Figure 1.

STICCS overview. (A) Fluorescence microscopy images in two channels, red and green, of a cell edge with visible adhesions, which are part of an image time series (B). The time subset of interest (TOI) is the subset of frames analyzed and the ROIs (shown as yellow squares in panels B–D) are the analyzed subregions. (D) The emission point spread function (PSF) represents the general focal volume and is oversampled by the pixels in the imaging charge-coupled device camera to have spatial correlations between adjacent pixels.
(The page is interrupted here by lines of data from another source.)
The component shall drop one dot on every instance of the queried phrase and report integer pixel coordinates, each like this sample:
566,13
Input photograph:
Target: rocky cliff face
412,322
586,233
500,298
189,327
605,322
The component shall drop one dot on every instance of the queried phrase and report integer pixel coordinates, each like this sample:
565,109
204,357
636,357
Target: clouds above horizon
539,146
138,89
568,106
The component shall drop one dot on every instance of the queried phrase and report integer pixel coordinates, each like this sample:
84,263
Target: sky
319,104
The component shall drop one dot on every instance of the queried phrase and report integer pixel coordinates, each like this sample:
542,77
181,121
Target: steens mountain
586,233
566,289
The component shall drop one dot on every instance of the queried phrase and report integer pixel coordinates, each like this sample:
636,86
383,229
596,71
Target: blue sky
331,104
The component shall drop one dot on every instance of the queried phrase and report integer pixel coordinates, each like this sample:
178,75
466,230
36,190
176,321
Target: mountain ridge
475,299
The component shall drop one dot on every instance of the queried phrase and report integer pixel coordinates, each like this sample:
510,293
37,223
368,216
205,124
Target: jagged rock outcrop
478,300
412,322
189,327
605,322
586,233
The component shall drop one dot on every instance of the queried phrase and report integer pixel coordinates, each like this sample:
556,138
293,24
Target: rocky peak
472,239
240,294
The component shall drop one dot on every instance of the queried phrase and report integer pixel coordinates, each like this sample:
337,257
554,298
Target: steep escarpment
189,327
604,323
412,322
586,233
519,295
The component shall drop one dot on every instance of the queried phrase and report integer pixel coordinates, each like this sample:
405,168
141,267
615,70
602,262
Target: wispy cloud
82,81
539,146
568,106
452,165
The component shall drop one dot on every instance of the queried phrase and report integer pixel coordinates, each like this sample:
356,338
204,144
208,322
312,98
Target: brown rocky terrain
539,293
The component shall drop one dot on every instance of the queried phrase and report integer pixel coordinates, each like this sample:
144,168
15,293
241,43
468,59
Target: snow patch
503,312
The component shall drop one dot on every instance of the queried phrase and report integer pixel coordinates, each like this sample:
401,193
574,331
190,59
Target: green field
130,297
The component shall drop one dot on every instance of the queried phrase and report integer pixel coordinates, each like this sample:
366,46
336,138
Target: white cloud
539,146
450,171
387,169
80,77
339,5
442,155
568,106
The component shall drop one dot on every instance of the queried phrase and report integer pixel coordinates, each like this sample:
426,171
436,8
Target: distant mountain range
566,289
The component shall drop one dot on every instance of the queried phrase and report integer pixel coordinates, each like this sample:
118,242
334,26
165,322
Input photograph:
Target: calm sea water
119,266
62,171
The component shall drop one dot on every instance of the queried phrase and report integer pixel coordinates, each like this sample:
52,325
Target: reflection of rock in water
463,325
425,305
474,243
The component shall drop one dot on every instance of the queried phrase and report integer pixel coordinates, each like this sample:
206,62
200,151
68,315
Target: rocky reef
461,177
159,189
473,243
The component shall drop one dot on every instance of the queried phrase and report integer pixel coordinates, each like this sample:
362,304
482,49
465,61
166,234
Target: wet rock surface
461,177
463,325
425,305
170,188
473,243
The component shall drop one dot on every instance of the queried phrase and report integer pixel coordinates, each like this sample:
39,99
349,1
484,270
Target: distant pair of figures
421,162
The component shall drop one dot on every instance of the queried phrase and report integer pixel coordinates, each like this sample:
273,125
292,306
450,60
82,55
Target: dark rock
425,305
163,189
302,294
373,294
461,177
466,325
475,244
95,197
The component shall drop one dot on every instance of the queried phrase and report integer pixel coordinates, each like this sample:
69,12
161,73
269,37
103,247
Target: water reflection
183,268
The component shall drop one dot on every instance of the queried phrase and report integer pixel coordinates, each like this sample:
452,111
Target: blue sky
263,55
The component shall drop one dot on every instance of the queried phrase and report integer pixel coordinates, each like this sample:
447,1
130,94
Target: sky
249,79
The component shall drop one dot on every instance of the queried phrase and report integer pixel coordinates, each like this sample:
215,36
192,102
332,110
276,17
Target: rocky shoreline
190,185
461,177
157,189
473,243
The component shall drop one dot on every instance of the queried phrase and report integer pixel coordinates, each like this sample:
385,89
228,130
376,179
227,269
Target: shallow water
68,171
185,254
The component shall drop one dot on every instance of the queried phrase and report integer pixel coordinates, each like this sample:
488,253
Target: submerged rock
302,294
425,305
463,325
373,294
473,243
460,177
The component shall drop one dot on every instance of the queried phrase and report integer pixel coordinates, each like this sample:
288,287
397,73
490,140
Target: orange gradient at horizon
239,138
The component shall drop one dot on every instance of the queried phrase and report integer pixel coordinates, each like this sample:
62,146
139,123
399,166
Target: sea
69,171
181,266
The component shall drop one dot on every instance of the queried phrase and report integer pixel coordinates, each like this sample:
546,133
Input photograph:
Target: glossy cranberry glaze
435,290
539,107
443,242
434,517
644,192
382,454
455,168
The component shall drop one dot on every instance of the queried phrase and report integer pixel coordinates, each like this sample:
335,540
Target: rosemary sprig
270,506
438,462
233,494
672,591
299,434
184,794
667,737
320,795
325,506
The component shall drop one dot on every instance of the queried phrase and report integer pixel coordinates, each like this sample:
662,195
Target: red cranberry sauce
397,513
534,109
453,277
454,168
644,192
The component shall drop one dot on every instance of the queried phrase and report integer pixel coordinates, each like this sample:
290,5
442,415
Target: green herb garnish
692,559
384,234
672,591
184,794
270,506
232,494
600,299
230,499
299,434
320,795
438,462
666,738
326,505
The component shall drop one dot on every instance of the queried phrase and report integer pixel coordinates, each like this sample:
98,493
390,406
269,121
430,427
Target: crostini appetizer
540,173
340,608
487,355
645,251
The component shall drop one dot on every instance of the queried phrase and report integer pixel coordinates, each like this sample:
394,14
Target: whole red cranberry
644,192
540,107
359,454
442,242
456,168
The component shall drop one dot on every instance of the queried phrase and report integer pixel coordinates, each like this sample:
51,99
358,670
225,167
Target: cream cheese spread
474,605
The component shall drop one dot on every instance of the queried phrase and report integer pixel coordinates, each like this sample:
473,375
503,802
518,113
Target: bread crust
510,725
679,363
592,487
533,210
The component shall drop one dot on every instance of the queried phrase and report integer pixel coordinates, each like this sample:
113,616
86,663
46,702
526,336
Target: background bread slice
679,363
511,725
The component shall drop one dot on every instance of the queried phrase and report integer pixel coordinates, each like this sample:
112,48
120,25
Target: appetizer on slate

The pixilated image maps fluorescence intensities integrated from a distribution of fluorophores with a spatial resolution set by the PSF; however, macroscopic fluorescent objects will be larger than the PSF, such as a focal adhesion made up of many fluorescent proteins (E in profile (26–29)). (F and G) General schematics of the spatio-temporal correlation functions (CF: r_aa, r_bb, r_ab, or r_ba) at one ROI before and after k-space normalization, which effectively removes the PSF. Bivariate Gaussian functions are fit for each time lag (H and I), with the axes rotated by an angle θ to align with the major axis of the evolving CF (if present), yielding time-dependent radii of the major (ω_M(τ)) and minor (ω_M(τ)) axes. The CFs are fit for all ROIs (J) and all time lags. (K) Shows one time lag of a typical CF for a 16 × 16 pixel ROI from a cell. Velocity vectors are obtained by fitting the translating CF peaks (I) that are above defined thresholds.